Regarding the need for pethidine injections due to shivering, there was a statistically significant difference between the two groups. In the room temperature IF group, 16 patients (42.1%) required pethidine injections, compared to only 7 patients (18.4%) in the warmed IF group (p=0.025). Additionally, the average dose of pethidine administered was significantly higher in the room temperature IF group (11.84±14.86 mg) than in the warmed IF group (5.26±12.24 mg) (p=0.025). These findings are consistent with previous studies that reported significant hypothermia in patients who received room temperature IF during TURP (3,9).

Limitations
In this study, room temperature intravenous serum was used for patients in two groups, but fluid heating devices and other external measures were not used to limit heat loss in patients. Therefore, evaluating the effect of intravenous fluid temperature and active heating on changes in body temperature and other parameters was impossible. On the other hand, the sample size of this study was small. Therefore, to achieve more accurate results, studies with larger sample sizes and investigations of the effect of active heating on temperature change are recommended. Also, two variables, patient comfort and surgeon comfort, can be investigated during TURP surgery through existing questionnaires with IF at room temperature and 37 degrees. It is also recommended that a similar study be conducted comparing two types of anesthesia, general anesthesia with SA, and simultaneously investigating the relationship between the type of anesthesia and the IF temperature in the occurrence of changes in the patient’s body temperature.

Conclusion
This study demonstrated that irrigating the bladder with warmed IF during TURP surgery significantly reduced the incidence of hypothermia, shivering, and the need for blood transfusions compared to using room temperature IF. Specifically, patients in the warmed IF group showed a smaller drop in body temperature at T2 (p<0.001) and T3 (p=0.008) compared to those receiving room temperature IF. Additionally, 42.1% of the patients in the room temperature IF group experienced shivering, compared to only 18.4% in the warmed IF group (p=0.045), which led to a significantly higher use of pethidine in the room temperature group (p=0.025). The reduction in the need for blood transfusions in the warmed IF group (0% vs. 15.8%, p=0.025) supports the hypothesis that maintaining normothermia reduces perioperative bleeding. Thus, warmed IF could be considered an effective and cost-efficient method to enhance patient outcomes in TURP surgeries, particularly in preventing hypothermia-induced complications.

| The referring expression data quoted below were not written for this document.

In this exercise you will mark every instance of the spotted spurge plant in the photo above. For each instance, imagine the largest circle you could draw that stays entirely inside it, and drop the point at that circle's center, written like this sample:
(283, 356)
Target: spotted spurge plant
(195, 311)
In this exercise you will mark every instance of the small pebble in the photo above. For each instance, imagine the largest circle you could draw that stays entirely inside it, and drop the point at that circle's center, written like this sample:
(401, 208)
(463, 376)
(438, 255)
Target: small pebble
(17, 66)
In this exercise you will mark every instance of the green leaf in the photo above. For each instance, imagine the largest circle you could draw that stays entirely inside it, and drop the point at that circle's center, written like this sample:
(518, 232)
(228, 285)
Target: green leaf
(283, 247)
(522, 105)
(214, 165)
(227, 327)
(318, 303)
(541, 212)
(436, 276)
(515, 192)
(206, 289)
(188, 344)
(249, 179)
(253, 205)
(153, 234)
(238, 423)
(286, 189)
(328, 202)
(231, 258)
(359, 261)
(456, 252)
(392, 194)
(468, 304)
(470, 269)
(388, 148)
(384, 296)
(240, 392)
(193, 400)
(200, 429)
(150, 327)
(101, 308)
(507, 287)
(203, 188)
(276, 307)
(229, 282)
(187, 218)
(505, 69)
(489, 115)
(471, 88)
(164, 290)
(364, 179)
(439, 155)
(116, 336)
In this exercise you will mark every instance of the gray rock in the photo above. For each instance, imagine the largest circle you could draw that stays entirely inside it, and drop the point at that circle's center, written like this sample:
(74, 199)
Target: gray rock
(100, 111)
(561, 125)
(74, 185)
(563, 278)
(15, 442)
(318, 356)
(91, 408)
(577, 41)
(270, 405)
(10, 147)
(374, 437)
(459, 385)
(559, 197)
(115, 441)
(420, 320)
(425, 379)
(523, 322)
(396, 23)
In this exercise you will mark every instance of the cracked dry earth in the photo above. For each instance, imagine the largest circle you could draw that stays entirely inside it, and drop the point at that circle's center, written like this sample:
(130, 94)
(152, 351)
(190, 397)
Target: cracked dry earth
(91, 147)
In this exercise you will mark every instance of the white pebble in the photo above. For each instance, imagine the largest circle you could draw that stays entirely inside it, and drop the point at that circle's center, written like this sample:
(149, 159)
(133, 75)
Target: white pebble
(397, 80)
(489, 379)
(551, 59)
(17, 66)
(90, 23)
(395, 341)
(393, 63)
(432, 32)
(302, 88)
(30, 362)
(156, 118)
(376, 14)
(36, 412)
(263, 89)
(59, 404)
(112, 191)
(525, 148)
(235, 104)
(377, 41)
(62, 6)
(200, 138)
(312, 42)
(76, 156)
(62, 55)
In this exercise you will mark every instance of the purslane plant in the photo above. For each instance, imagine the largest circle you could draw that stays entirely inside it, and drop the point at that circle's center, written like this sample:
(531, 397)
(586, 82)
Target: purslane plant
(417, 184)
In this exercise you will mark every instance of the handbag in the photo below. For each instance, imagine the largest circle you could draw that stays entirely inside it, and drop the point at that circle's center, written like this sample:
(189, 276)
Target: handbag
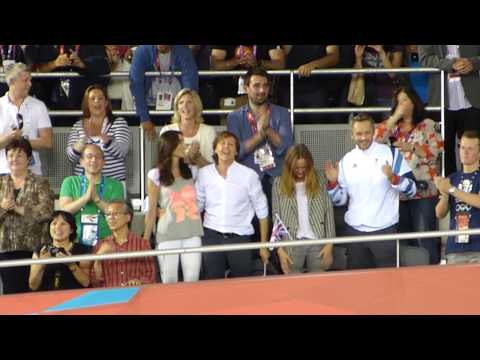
(356, 91)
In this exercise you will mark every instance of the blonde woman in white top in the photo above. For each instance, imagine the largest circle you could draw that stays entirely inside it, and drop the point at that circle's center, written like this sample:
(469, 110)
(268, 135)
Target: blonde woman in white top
(187, 118)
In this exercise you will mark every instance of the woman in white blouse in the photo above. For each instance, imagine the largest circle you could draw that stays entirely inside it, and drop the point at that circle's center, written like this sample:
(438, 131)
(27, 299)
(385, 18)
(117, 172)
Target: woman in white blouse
(301, 201)
(187, 118)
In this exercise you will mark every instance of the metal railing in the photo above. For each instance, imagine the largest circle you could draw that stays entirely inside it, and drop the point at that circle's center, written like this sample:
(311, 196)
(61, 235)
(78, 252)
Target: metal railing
(244, 246)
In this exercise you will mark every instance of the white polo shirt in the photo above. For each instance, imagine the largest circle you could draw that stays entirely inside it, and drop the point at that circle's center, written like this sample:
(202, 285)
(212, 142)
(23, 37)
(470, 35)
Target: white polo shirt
(35, 117)
(373, 201)
(230, 203)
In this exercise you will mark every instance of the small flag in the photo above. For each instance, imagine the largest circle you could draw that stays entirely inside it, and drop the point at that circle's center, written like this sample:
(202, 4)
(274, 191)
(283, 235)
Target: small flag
(279, 230)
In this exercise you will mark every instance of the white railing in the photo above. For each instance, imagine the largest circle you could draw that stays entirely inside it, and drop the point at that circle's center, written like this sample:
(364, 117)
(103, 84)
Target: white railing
(244, 246)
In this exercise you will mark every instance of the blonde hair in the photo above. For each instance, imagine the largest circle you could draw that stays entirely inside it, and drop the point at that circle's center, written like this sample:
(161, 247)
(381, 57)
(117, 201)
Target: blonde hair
(14, 72)
(287, 180)
(197, 103)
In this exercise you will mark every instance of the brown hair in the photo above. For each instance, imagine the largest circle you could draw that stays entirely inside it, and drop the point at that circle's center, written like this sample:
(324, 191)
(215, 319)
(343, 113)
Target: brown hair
(21, 144)
(287, 180)
(169, 141)
(471, 134)
(86, 110)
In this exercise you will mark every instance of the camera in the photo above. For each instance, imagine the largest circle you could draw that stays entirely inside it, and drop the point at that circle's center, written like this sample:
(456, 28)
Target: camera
(53, 250)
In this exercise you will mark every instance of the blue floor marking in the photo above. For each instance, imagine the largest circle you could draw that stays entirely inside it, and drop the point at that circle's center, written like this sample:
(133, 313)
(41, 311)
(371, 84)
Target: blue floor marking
(97, 298)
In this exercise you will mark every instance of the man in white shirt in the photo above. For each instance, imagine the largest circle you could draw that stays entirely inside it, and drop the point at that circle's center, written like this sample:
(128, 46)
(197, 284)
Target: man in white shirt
(23, 115)
(370, 177)
(461, 64)
(230, 194)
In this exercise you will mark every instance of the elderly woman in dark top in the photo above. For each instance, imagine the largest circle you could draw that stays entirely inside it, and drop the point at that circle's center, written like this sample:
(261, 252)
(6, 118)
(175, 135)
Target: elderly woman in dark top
(26, 206)
(63, 276)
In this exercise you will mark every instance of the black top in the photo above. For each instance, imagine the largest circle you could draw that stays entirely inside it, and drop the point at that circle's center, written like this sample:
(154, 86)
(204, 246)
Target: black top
(60, 273)
(49, 90)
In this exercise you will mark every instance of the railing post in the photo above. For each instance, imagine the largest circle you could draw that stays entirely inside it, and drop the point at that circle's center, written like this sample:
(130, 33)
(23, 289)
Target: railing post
(142, 167)
(442, 112)
(398, 253)
(291, 99)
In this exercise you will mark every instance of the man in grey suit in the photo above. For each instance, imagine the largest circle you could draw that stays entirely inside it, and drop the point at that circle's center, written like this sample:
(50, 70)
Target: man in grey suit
(461, 64)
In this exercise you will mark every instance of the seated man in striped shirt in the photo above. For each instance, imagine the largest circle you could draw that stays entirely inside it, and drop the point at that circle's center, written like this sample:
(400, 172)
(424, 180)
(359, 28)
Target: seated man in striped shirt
(370, 177)
(123, 272)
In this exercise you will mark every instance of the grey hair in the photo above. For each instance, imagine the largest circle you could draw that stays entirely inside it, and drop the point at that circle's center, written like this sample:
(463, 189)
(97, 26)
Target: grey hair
(14, 72)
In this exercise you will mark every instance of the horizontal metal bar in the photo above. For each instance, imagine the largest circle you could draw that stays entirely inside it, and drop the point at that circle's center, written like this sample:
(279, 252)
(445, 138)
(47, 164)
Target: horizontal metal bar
(224, 112)
(209, 73)
(236, 247)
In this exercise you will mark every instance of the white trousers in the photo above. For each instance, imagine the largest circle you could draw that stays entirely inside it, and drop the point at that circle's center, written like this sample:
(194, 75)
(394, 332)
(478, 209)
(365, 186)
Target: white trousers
(191, 262)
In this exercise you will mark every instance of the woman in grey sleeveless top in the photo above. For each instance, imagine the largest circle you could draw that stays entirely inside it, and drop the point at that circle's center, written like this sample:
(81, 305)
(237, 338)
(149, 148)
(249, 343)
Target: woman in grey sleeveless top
(173, 198)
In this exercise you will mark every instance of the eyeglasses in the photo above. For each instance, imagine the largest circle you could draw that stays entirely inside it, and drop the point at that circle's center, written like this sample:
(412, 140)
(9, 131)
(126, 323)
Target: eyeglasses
(114, 214)
(93, 156)
(20, 121)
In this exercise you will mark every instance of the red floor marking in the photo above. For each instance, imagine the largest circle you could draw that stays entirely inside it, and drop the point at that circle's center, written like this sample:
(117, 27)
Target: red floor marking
(419, 290)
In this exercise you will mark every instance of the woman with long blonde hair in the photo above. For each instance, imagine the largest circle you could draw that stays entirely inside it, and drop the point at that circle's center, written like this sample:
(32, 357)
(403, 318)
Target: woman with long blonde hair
(198, 137)
(300, 199)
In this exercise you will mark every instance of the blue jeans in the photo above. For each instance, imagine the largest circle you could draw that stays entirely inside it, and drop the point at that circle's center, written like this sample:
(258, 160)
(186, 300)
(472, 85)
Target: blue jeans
(418, 215)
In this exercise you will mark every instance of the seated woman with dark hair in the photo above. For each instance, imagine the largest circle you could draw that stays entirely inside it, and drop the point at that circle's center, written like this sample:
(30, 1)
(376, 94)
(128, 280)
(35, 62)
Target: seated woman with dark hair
(62, 243)
(26, 206)
(420, 142)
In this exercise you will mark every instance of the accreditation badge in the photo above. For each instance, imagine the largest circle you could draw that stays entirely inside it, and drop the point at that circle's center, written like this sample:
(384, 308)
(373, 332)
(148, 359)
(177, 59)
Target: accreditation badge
(164, 100)
(65, 85)
(463, 223)
(241, 84)
(264, 158)
(7, 64)
(89, 224)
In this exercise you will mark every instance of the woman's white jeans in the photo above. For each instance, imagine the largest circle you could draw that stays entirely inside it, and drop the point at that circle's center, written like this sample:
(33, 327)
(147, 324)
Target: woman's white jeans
(191, 262)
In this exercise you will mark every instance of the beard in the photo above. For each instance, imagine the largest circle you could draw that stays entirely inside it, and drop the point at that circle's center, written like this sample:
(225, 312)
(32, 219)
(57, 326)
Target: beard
(259, 101)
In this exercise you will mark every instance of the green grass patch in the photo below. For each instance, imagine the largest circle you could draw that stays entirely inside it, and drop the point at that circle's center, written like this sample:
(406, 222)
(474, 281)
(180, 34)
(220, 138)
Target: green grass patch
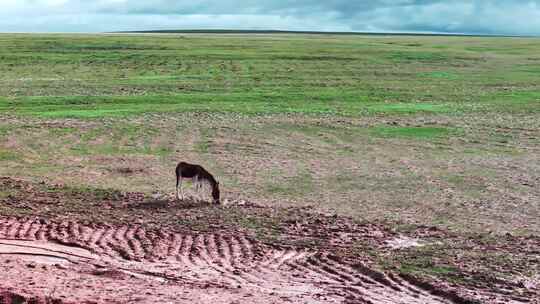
(412, 132)
(6, 155)
(439, 75)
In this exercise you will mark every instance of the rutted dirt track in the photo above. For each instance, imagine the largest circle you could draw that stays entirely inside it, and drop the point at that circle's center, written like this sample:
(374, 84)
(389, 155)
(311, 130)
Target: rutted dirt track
(170, 264)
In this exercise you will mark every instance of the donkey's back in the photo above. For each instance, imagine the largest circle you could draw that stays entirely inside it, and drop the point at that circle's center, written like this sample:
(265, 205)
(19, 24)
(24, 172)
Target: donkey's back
(199, 175)
(186, 170)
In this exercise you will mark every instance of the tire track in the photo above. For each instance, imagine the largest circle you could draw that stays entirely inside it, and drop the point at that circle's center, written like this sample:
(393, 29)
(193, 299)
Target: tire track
(227, 260)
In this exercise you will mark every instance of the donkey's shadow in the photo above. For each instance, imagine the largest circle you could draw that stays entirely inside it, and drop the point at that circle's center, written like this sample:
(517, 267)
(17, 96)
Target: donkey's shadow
(156, 204)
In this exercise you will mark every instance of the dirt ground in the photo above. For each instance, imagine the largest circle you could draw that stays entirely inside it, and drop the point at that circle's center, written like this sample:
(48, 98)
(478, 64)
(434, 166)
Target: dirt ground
(62, 246)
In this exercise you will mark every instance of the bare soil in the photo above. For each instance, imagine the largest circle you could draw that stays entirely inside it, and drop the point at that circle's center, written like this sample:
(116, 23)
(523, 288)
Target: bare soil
(61, 245)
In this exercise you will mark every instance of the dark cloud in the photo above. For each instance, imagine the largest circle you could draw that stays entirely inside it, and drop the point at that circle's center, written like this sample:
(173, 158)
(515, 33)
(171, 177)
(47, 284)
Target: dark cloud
(447, 16)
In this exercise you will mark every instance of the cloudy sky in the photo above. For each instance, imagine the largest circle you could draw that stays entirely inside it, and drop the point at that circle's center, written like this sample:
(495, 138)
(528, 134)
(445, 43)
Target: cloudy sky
(508, 17)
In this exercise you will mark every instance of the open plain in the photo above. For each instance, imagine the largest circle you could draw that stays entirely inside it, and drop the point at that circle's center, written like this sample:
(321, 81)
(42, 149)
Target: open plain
(354, 169)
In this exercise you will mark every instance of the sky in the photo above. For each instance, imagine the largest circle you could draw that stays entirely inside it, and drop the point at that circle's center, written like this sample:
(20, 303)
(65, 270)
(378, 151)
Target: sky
(501, 17)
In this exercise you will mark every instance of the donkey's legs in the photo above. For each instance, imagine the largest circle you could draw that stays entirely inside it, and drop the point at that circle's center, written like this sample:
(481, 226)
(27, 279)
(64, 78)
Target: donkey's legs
(181, 190)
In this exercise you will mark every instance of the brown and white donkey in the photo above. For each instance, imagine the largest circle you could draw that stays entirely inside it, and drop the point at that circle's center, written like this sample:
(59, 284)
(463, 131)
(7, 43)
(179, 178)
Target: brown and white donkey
(198, 175)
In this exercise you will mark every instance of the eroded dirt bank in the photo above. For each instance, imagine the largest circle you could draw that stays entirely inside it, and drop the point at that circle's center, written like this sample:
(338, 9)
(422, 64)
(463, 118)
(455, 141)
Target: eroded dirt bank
(58, 245)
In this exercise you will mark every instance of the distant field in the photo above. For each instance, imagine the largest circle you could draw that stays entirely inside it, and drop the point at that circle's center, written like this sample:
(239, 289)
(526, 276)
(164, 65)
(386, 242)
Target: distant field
(70, 76)
(411, 132)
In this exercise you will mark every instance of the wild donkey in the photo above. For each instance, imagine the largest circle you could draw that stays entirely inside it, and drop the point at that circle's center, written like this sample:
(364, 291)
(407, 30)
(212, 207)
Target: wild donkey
(198, 175)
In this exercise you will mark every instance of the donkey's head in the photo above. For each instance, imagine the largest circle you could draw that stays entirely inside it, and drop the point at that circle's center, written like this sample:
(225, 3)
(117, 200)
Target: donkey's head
(215, 192)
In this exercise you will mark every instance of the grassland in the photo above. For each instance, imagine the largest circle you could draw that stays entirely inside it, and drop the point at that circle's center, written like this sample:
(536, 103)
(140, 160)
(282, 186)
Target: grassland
(412, 131)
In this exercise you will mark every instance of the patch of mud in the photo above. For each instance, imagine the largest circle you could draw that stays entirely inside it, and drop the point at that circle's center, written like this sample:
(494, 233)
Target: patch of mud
(402, 241)
(133, 262)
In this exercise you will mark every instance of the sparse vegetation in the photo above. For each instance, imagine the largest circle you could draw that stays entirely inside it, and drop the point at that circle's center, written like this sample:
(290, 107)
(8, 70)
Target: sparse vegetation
(409, 132)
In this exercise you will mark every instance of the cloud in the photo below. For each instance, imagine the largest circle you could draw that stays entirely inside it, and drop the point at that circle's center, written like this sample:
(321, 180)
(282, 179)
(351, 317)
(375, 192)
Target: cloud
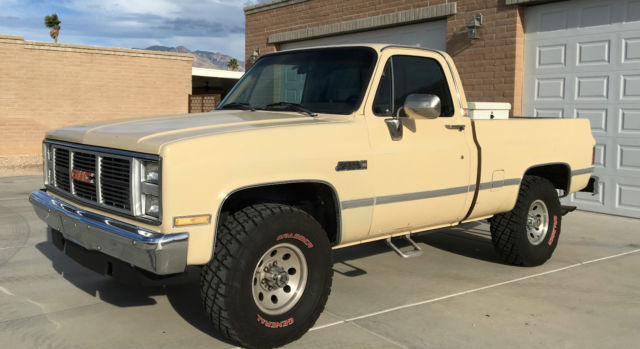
(213, 25)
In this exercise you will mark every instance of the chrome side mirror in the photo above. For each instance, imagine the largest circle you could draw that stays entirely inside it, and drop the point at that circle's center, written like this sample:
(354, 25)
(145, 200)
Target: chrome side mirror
(422, 106)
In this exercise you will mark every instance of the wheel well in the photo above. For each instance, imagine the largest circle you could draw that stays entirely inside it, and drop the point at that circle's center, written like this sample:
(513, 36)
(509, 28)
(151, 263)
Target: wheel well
(317, 199)
(558, 174)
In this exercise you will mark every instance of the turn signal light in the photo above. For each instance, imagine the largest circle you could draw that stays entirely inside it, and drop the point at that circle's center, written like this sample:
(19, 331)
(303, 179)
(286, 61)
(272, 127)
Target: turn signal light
(191, 220)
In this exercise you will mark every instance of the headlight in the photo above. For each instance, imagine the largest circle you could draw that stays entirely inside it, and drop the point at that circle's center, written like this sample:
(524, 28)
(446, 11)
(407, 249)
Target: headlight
(148, 193)
(151, 172)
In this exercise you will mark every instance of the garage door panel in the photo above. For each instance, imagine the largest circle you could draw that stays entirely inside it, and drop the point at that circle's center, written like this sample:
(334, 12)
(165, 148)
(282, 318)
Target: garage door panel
(627, 197)
(631, 50)
(633, 11)
(596, 15)
(590, 88)
(597, 117)
(629, 121)
(582, 59)
(630, 87)
(593, 52)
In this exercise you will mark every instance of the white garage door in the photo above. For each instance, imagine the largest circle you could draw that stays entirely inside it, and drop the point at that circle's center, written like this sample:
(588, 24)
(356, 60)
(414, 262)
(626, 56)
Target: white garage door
(582, 59)
(428, 35)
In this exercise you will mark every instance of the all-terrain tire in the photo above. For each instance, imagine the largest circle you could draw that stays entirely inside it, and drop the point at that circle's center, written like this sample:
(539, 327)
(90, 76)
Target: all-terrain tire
(228, 282)
(523, 236)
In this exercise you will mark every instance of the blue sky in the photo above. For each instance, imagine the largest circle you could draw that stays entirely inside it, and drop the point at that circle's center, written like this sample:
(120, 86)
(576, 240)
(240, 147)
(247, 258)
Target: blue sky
(210, 25)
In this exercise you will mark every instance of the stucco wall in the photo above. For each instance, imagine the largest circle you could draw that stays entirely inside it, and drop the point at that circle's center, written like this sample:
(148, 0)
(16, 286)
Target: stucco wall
(45, 86)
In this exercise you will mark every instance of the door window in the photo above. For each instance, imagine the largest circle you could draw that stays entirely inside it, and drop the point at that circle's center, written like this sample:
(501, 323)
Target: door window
(404, 75)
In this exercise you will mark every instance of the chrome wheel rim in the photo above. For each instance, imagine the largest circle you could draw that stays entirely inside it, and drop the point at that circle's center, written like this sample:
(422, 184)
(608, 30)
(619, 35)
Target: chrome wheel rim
(537, 222)
(279, 279)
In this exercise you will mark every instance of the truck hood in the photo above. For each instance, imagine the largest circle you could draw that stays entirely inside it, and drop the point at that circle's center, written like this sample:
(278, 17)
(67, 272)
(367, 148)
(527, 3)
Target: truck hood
(148, 135)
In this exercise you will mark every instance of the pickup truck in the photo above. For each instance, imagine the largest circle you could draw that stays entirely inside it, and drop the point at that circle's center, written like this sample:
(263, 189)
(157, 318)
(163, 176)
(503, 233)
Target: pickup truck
(313, 150)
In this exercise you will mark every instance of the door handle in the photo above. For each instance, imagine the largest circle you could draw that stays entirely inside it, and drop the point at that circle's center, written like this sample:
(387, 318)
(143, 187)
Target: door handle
(455, 127)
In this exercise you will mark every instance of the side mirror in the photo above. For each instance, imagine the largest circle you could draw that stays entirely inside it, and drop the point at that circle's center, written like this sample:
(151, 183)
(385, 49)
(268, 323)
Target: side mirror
(395, 128)
(422, 106)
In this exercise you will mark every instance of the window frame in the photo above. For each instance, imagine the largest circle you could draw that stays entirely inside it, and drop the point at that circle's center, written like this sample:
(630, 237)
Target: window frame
(393, 83)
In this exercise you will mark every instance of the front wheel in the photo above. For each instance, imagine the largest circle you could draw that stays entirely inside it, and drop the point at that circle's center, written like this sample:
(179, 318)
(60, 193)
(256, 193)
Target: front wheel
(270, 276)
(528, 234)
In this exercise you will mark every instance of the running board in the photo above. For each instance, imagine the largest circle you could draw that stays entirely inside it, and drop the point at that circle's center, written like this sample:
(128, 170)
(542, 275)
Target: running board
(566, 209)
(414, 252)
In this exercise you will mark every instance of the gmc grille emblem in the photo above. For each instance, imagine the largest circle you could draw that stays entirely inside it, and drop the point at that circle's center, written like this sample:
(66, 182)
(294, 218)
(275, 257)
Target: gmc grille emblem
(82, 176)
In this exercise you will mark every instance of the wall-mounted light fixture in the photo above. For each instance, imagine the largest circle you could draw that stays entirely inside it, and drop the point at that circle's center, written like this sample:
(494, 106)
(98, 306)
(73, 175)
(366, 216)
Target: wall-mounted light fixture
(472, 27)
(254, 56)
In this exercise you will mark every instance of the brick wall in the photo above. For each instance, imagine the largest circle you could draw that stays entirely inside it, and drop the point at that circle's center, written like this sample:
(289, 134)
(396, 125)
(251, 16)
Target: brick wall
(491, 67)
(45, 86)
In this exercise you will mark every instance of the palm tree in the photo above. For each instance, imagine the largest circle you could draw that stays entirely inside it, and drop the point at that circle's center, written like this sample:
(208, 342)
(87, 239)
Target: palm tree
(233, 64)
(54, 23)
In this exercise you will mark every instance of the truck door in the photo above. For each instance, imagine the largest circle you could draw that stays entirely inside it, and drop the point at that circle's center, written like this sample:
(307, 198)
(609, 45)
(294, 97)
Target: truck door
(421, 179)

Availability of data and materials
The datasets generated and/or analyzed in the current study are not publicly available due to patient privacy protection but are available from the corresponding author at a reasonable request.

Ethics approval and consent to participate
The study was performed in accordance with the declaration of Helsinki and approved by the Ethics Committee of Guilan University of Medical Sciences (IR.GUMS.REC.1399.322). It was registered in the Iranian Registry of Clinical Trial (IRCT) (Identifier: IRCT20121216011766N6; https://www.irct.ir)

Funding
No funding.

Acknowledgement  
The researchers thank Guilan University of Medical Sciences and Anesthesiology Research Center Department of Anesthesiology and Razi Clinical Research Development Unit, as well as the nurses who participated in this study.

Conflict of Interest 
The authors declare that they have no conflict of interest concerning this study.